Hyundai Motor Group and LG Energy Solution (LGES) have signed a joint venture agreement to establish a electric vehicle (EV) battery cell manufacturing operation in the US to supply the South Korean automaker’s current and planned North American assembly plants.

A signing ceremony was held at LGES headquarters in Seoul.

The two companies will each have a 50% stake in the joint venture and invest a combined US$4.3bn (KRW5.7trn). The facility will be built in Bryan County, Georgia, next to Hyundai Motor Group Metaplant America’s (HMGM) dedicated EV plant which is currently under construction.

HMG also has a Kia assembly plant in Georgia and assembles Hyundai models in Alabama.

The JV factory will have an initial production capacity of 30 gigawatt hours (GWh) of batteries per year, enough to power 300,000 EVs and matching the annual capacity of the HMGM plant. Construction is set to start in the second half of 2023 with production scheduled towards the end of 2025.
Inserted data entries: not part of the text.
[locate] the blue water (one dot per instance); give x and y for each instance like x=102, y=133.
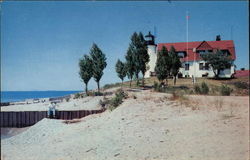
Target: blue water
x=14, y=96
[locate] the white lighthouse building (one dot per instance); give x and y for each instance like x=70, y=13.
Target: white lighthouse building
x=192, y=63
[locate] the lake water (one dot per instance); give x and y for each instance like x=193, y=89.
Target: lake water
x=14, y=96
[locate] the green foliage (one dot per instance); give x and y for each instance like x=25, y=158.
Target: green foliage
x=117, y=100
x=99, y=63
x=137, y=57
x=85, y=72
x=218, y=61
x=121, y=69
x=241, y=85
x=202, y=89
x=197, y=89
x=112, y=85
x=78, y=95
x=225, y=90
x=163, y=64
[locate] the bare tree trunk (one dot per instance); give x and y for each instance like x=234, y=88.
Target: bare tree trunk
x=174, y=80
x=98, y=86
x=143, y=80
x=86, y=89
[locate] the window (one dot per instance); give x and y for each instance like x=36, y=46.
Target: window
x=201, y=66
x=181, y=54
x=206, y=66
x=225, y=52
x=204, y=51
x=186, y=67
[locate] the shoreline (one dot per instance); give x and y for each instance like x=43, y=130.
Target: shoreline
x=38, y=99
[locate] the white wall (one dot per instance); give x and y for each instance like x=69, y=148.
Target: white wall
x=194, y=70
x=152, y=59
x=193, y=67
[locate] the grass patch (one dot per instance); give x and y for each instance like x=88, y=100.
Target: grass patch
x=72, y=121
x=225, y=90
x=115, y=101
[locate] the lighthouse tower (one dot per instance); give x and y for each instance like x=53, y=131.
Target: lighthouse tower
x=150, y=40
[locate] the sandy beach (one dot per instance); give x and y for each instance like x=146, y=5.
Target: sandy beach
x=147, y=125
x=86, y=103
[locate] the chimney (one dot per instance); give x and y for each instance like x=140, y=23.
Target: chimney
x=218, y=38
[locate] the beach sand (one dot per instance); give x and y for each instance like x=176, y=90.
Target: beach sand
x=86, y=103
x=148, y=126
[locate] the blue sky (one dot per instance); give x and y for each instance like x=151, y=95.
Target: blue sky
x=42, y=42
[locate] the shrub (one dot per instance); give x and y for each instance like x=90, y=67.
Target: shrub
x=67, y=99
x=156, y=86
x=197, y=89
x=241, y=85
x=159, y=87
x=204, y=88
x=117, y=100
x=225, y=90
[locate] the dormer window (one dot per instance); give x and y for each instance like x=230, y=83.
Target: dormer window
x=225, y=52
x=182, y=54
x=204, y=51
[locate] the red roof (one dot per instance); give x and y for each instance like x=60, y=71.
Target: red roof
x=200, y=45
x=241, y=73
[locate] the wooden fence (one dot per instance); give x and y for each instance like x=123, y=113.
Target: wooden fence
x=28, y=118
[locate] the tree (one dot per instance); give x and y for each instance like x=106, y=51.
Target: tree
x=85, y=72
x=175, y=63
x=144, y=57
x=99, y=63
x=218, y=61
x=121, y=70
x=130, y=65
x=163, y=64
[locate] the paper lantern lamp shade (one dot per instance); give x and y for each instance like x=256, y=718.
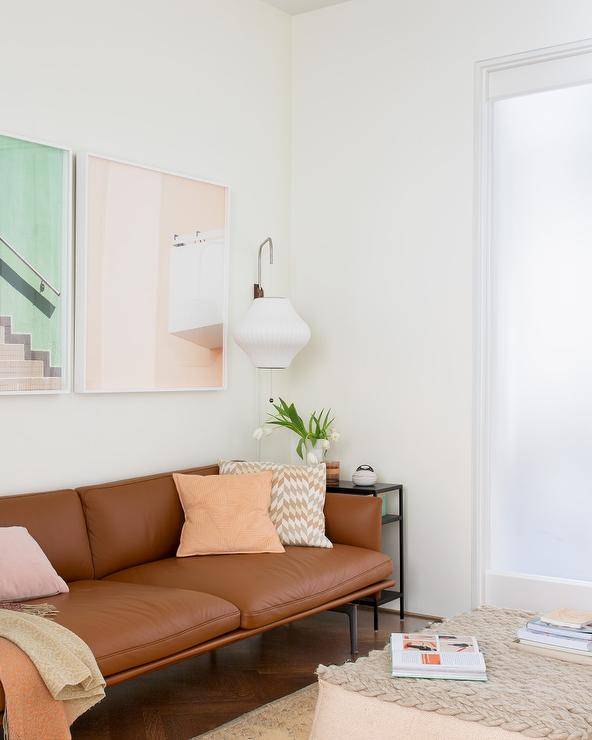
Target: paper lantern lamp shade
x=271, y=333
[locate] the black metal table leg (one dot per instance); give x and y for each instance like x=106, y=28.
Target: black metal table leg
x=401, y=558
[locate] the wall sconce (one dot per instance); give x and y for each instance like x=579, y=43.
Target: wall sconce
x=271, y=332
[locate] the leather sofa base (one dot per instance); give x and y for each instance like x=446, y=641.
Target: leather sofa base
x=242, y=634
x=230, y=637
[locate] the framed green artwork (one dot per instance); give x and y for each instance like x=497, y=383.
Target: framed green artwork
x=35, y=266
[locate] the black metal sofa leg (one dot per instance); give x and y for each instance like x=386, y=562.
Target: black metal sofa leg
x=352, y=614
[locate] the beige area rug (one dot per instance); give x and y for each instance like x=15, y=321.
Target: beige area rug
x=289, y=718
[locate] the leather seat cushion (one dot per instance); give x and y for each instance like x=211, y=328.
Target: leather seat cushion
x=269, y=586
x=126, y=625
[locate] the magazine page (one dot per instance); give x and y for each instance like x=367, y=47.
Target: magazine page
x=431, y=652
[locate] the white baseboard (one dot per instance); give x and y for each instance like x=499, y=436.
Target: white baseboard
x=536, y=593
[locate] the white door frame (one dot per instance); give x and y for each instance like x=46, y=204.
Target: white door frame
x=558, y=589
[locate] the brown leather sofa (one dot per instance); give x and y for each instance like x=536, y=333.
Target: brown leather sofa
x=139, y=607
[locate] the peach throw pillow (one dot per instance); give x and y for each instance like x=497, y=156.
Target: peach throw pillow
x=25, y=571
x=226, y=514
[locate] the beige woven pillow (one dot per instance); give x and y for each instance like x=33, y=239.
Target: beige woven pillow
x=297, y=500
x=226, y=514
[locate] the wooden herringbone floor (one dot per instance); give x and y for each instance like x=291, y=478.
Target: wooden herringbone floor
x=183, y=700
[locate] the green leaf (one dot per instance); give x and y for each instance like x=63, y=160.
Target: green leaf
x=299, y=449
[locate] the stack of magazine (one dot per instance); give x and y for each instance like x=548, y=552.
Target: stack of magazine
x=562, y=633
x=437, y=656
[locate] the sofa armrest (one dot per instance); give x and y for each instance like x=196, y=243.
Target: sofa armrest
x=353, y=520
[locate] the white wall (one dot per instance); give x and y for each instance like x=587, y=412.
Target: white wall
x=198, y=87
x=382, y=245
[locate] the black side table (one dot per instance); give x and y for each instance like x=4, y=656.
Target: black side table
x=346, y=486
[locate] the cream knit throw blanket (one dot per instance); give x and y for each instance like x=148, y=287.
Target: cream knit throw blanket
x=64, y=661
x=529, y=694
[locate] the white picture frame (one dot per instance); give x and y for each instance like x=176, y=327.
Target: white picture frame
x=36, y=275
x=86, y=329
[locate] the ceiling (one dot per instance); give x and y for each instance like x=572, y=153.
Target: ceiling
x=302, y=6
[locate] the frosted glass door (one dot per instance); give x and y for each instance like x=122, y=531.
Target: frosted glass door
x=541, y=345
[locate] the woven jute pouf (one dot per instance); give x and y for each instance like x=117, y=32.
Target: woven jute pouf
x=525, y=693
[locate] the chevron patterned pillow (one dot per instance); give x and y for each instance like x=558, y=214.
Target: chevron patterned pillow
x=297, y=500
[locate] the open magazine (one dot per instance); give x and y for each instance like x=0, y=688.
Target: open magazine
x=437, y=656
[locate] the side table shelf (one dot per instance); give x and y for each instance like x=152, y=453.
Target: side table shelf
x=380, y=489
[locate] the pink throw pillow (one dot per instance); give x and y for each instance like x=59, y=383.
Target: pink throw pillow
x=25, y=571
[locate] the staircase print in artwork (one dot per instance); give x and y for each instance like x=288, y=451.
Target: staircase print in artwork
x=23, y=368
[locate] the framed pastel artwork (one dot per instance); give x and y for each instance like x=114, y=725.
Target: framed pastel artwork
x=35, y=266
x=151, y=279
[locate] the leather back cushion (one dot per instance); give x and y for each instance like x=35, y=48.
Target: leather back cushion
x=55, y=520
x=134, y=521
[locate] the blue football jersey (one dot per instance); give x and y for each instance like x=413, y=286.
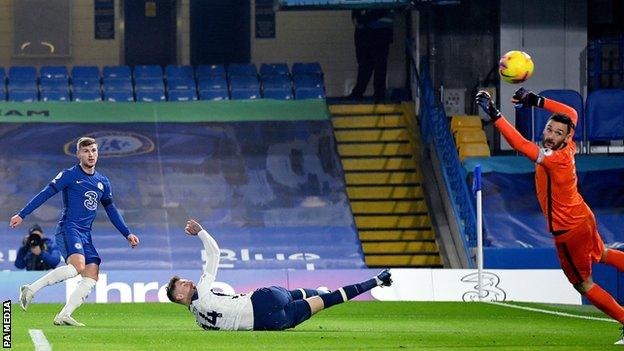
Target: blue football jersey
x=81, y=194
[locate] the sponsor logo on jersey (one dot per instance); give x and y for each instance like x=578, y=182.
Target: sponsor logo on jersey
x=116, y=144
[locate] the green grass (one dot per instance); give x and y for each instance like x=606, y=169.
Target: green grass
x=351, y=326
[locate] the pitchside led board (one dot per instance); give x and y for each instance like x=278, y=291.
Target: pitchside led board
x=41, y=28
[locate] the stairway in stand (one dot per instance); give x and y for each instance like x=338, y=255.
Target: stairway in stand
x=384, y=185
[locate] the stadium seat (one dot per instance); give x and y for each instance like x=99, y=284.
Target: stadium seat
x=86, y=84
x=306, y=68
x=23, y=72
x=278, y=94
x=242, y=69
x=53, y=84
x=245, y=94
x=117, y=84
x=274, y=69
x=22, y=84
x=180, y=83
x=605, y=115
x=209, y=71
x=148, y=71
x=85, y=72
x=182, y=95
x=177, y=71
x=54, y=72
x=116, y=72
x=214, y=94
x=55, y=95
x=308, y=81
x=272, y=82
x=149, y=84
x=150, y=96
x=309, y=93
x=23, y=95
x=81, y=96
x=118, y=96
x=244, y=82
x=212, y=82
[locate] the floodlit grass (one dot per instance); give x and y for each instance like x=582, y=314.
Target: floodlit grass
x=350, y=326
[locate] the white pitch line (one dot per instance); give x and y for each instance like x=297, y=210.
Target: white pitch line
x=39, y=339
x=556, y=313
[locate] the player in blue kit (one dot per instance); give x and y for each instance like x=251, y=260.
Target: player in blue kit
x=83, y=188
x=271, y=308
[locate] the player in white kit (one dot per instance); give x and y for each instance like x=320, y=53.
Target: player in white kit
x=271, y=308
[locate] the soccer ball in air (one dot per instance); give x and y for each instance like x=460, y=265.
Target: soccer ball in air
x=515, y=67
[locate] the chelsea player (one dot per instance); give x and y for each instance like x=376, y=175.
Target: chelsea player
x=83, y=188
x=270, y=308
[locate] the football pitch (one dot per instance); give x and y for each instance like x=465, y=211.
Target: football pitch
x=350, y=326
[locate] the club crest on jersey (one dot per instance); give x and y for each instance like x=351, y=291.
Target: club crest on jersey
x=116, y=144
x=91, y=200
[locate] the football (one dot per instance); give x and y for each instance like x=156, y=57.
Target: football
x=515, y=67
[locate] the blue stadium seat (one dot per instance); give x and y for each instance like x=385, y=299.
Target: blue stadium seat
x=116, y=72
x=214, y=94
x=182, y=95
x=22, y=84
x=23, y=95
x=80, y=96
x=308, y=81
x=180, y=83
x=149, y=84
x=244, y=82
x=309, y=93
x=53, y=84
x=55, y=96
x=605, y=115
x=276, y=82
x=23, y=72
x=118, y=96
x=87, y=72
x=150, y=96
x=148, y=71
x=245, y=94
x=278, y=94
x=212, y=82
x=242, y=69
x=178, y=71
x=117, y=84
x=54, y=72
x=274, y=69
x=306, y=68
x=86, y=84
x=210, y=70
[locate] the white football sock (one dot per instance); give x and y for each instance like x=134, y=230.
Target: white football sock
x=78, y=296
x=57, y=275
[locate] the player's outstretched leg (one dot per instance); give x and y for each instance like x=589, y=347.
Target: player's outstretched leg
x=350, y=291
x=75, y=300
x=57, y=275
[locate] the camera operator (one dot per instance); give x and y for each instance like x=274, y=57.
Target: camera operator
x=37, y=253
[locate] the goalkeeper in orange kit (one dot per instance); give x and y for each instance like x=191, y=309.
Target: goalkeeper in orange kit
x=569, y=219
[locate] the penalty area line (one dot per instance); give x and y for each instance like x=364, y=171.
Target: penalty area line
x=556, y=313
x=39, y=339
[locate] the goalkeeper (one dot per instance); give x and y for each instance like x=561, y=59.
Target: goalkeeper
x=271, y=308
x=569, y=219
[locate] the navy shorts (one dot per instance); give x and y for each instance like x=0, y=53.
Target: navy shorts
x=70, y=241
x=275, y=309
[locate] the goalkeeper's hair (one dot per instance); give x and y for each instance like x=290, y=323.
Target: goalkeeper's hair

This is the second LGES/HMG EV battery cell manufacturing JV with the automaker saying it would “continue strengthening its ties” with LGES.

In 2021 the two agreed to build an EV battery cell joint venture plant in Indonesia scheduled to be completed in 2024.

Hyundai Motor said its components unit, Hyundai Mobis, will assemble the battery packs using cells from the new JV and supply them to HMGM for installation into Hyundai, Kia and Genesis models.

Assembly of the electrified Genesis GV70 SUV began recently at the Hyundai plant in Alabama.

This new joint venture brings the number of LGES existing or planned battery plants in North America to seven, including standalone operations and joint ventures with General Motors, Stellantis, Honda and (possibly) also Tesla.